Here are the parameters that the AntiVirus monkey brain accepts.
- tempfile_template
- Template string for temporary files that may need to be created. AntiVirus needs to write the email to a file to scan it. (default: /var/tmp/av_%s)
- uvscanpath
- Path to the McAfee command line scanner. (default:/usr/av/bin/uvscan
- minscansize
- The minimum size, in bytes, a message must be for it to be virus-scanned. (default: 50000)
- domainname
- Domain name used in bounce messages. (default: membrain.com)
- helpaddr
- An email address sent in the bounce messages to direct the user to appropriate help. (default: postmaster@membrain.com)
- sendmailpath
- The path to sendmail. (default: /usr/lib/sendmail)
- who
- A pretty text string to be used in the bounce messages. (default: Membrain Technologies)
- discard_pattern
- A regex matching viruses that are to be silently discarded. (default: (Klez|SirCam|Exploit-MIME))
- alternate_key_header
- A header name which may contain a key of the same format used in MilterMonkey's key
- Why is this here? Locally we scan messages on our outgoing mail relays (smtp servers) just for viruses, but if the mail is to be locally delivered, it gets passed back to our incoming mail servers which want to check for viruses and scan for spam. Since the virus check has already been done, they know they can skip that, and only do the spam check. (The outgoing mail servers have their MilterMonkey key header set to this value, and they share the same "secret".)
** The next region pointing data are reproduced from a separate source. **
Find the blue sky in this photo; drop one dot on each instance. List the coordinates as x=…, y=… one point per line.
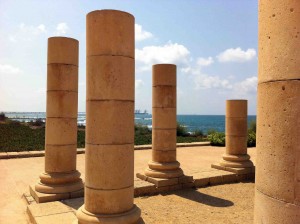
x=212, y=42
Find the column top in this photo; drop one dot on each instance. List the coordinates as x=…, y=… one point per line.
x=236, y=108
x=164, y=75
x=110, y=33
x=63, y=50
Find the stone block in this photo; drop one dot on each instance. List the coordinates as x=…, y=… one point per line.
x=164, y=118
x=63, y=50
x=164, y=75
x=60, y=131
x=60, y=158
x=110, y=78
x=164, y=96
x=62, y=77
x=164, y=139
x=236, y=108
x=62, y=104
x=117, y=159
x=110, y=32
x=110, y=122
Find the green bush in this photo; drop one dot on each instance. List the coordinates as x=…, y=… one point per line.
x=251, y=140
x=181, y=130
x=217, y=139
x=2, y=116
x=211, y=131
x=252, y=126
x=198, y=133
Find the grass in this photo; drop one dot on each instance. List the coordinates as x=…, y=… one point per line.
x=16, y=136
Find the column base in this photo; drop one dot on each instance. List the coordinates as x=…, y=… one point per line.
x=239, y=164
x=130, y=217
x=57, y=186
x=164, y=170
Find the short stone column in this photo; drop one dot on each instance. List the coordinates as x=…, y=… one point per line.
x=109, y=152
x=277, y=196
x=60, y=177
x=236, y=158
x=164, y=163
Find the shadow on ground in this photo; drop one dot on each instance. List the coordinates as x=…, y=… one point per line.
x=196, y=196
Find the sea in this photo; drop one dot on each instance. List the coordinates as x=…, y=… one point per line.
x=191, y=122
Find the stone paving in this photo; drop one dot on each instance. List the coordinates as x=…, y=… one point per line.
x=17, y=174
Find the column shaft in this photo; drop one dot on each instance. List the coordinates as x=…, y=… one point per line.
x=236, y=135
x=109, y=119
x=164, y=163
x=277, y=197
x=60, y=174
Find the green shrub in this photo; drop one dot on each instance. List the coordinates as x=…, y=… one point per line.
x=251, y=140
x=211, y=131
x=181, y=130
x=2, y=116
x=197, y=133
x=252, y=126
x=217, y=139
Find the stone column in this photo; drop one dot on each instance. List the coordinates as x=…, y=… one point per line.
x=60, y=176
x=164, y=163
x=236, y=135
x=109, y=120
x=277, y=197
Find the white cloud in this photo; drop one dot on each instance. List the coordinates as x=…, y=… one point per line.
x=203, y=81
x=139, y=83
x=236, y=55
x=61, y=29
x=9, y=70
x=27, y=32
x=169, y=53
x=205, y=61
x=249, y=85
x=141, y=34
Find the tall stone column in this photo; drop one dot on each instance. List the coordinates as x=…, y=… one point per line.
x=236, y=158
x=236, y=135
x=164, y=163
x=110, y=120
x=277, y=197
x=60, y=176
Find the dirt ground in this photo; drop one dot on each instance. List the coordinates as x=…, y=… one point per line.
x=223, y=204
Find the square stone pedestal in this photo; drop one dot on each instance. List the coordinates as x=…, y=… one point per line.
x=234, y=170
x=42, y=197
x=169, y=184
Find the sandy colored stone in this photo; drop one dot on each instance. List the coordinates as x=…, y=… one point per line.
x=110, y=122
x=164, y=139
x=236, y=145
x=236, y=108
x=108, y=201
x=236, y=126
x=60, y=158
x=163, y=75
x=164, y=156
x=164, y=96
x=111, y=165
x=110, y=32
x=279, y=39
x=164, y=118
x=110, y=77
x=63, y=50
x=62, y=77
x=61, y=131
x=277, y=138
x=270, y=210
x=62, y=104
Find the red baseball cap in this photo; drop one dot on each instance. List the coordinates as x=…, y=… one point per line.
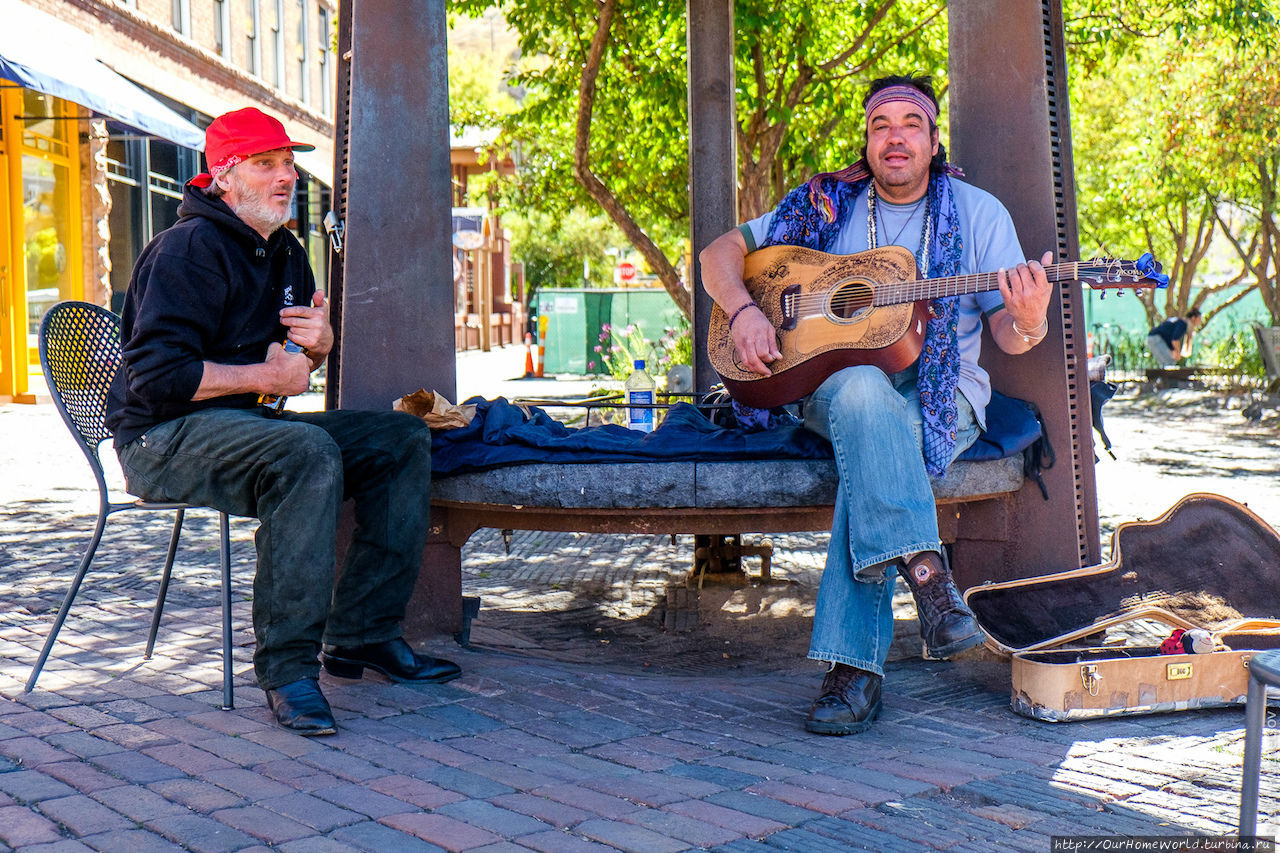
x=240, y=135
Sendmail::Milter::Monkey::Spam
The SpamAssassin module for MilterMonkey acts as a 'spamc' client, contacting a 'spamd' running on the same server. SpamAssassin, itself, would be very problematic to run as part of the milter itself, as it is soooo beyond not being thread-happy. This module currently doesn't take any parameters. It simply sets the X-Spam-Flag & X-Spam-Status headers on your mail messages. It adds a "rating=" field to X-Spam-Status (beyond what SpamAssasin) does, with a certain number of "S"'s (determined by the function generate_rating), which make filtering via procmail for a spam's minimum certainty level a breeze. (and, as SpamAssassin gets better, the administrator can tweak these rating/score levels, without mucking with users' specific filtering rules.